This creamy pie is perfect for any autumn celebration. A store-bought graham cracker crust makes it such a cinch to whip up. —Maria Regakis, Somerville, Massachusetts
- 3/4 cup cold 2% milk
- 1 package (3.4 ounces) instant vanilla pudding mix
- 2/3 cup miniature semisweet chocolate chips
- 1/2 cup canned pumpkin
- 3/4 teaspoon pumpkin pie spice
- 1 carton (8 ounces) frozen whipped topping, thawed, divided
- 1 graham cracker crust (9 inches)
- Slivered almonds and chocolate curls, optional
- In a large bowl, whisk milk and pudding mix for 2 minutes (mixture will be thick).
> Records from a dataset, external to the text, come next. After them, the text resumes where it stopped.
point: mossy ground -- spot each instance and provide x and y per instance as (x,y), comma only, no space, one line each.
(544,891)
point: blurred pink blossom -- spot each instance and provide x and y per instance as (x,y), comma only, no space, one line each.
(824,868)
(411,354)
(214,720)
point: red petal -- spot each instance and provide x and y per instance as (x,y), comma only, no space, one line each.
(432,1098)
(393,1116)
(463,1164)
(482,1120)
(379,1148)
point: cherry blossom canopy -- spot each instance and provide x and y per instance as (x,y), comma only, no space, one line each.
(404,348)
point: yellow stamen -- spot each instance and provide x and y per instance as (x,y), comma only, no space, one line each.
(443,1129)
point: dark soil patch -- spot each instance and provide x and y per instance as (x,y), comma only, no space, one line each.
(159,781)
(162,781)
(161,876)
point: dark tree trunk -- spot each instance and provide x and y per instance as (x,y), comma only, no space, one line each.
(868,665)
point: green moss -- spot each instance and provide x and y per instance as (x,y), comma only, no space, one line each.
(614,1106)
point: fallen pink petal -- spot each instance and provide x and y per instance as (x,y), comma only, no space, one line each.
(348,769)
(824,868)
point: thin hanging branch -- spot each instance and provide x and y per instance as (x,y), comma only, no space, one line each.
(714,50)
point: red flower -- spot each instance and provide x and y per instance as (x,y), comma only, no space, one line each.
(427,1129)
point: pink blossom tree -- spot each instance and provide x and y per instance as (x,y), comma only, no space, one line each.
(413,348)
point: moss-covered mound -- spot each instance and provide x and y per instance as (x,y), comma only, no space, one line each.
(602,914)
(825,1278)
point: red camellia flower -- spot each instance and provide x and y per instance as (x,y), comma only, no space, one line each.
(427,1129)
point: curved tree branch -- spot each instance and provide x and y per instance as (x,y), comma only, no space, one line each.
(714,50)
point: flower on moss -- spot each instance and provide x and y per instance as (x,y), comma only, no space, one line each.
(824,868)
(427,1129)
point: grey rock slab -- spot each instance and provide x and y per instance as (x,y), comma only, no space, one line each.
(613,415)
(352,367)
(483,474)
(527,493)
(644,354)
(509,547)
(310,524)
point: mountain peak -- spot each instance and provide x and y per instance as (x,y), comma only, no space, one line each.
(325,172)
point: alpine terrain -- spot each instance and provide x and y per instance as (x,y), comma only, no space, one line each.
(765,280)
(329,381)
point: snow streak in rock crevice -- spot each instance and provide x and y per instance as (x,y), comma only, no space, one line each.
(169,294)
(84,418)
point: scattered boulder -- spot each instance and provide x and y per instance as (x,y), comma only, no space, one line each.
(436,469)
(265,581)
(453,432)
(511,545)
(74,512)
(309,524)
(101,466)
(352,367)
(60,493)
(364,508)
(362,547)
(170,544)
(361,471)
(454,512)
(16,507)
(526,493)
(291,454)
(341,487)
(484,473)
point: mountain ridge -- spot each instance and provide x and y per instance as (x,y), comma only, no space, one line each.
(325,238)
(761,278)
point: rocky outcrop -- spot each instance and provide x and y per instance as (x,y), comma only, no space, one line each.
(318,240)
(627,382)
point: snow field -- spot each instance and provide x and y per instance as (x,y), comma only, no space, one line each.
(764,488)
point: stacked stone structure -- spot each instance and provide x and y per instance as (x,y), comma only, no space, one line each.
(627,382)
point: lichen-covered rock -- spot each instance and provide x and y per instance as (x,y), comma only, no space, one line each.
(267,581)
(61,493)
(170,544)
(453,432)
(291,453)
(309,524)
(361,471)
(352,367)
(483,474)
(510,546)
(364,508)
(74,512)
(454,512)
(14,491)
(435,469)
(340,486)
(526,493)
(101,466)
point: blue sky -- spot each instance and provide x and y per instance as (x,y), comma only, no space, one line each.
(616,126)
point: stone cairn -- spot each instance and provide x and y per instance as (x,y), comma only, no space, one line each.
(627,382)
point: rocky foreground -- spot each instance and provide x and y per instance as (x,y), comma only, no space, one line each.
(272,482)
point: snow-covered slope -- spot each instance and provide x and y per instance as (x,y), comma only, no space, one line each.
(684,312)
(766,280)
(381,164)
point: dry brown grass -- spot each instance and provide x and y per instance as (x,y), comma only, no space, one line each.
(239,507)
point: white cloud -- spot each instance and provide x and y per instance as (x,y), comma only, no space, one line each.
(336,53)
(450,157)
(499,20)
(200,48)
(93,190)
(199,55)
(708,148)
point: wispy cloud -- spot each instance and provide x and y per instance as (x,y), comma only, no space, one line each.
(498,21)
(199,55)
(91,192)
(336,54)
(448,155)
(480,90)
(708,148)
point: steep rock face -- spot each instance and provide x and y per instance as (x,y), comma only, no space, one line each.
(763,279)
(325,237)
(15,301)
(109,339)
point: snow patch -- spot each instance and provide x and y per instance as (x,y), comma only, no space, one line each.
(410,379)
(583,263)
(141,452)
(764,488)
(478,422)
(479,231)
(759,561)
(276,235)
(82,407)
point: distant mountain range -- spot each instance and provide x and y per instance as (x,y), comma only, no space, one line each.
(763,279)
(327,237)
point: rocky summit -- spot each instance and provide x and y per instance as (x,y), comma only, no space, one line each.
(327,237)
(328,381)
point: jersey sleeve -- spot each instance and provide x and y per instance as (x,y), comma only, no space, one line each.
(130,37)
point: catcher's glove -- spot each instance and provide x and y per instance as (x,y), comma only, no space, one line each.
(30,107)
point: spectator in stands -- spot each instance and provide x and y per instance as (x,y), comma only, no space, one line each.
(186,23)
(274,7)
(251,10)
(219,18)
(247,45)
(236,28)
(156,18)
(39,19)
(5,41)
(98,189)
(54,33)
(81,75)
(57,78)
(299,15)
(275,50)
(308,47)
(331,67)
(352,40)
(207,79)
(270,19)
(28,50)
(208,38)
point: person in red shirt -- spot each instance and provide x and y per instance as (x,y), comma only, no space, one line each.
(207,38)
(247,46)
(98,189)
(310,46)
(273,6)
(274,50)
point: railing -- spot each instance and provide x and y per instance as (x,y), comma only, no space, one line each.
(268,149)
Stir in the chocolate chips, pumpkin and pie spice. Fold in 2 cups whipped topping. Spoon into crust. Refrigerate for 4 hours or until set.
- Spread with remaining whipped topping; garnish with almonds and chocolate curls if desired. Yield: 8 servings.
Originally published as Pumpkin Chip Cream Pie in Simple & Delicious October/November 2010, p55
Sweet White Wine
Enjoy this recipe with a sweet white wine such as Moscato or a sweet Riesling.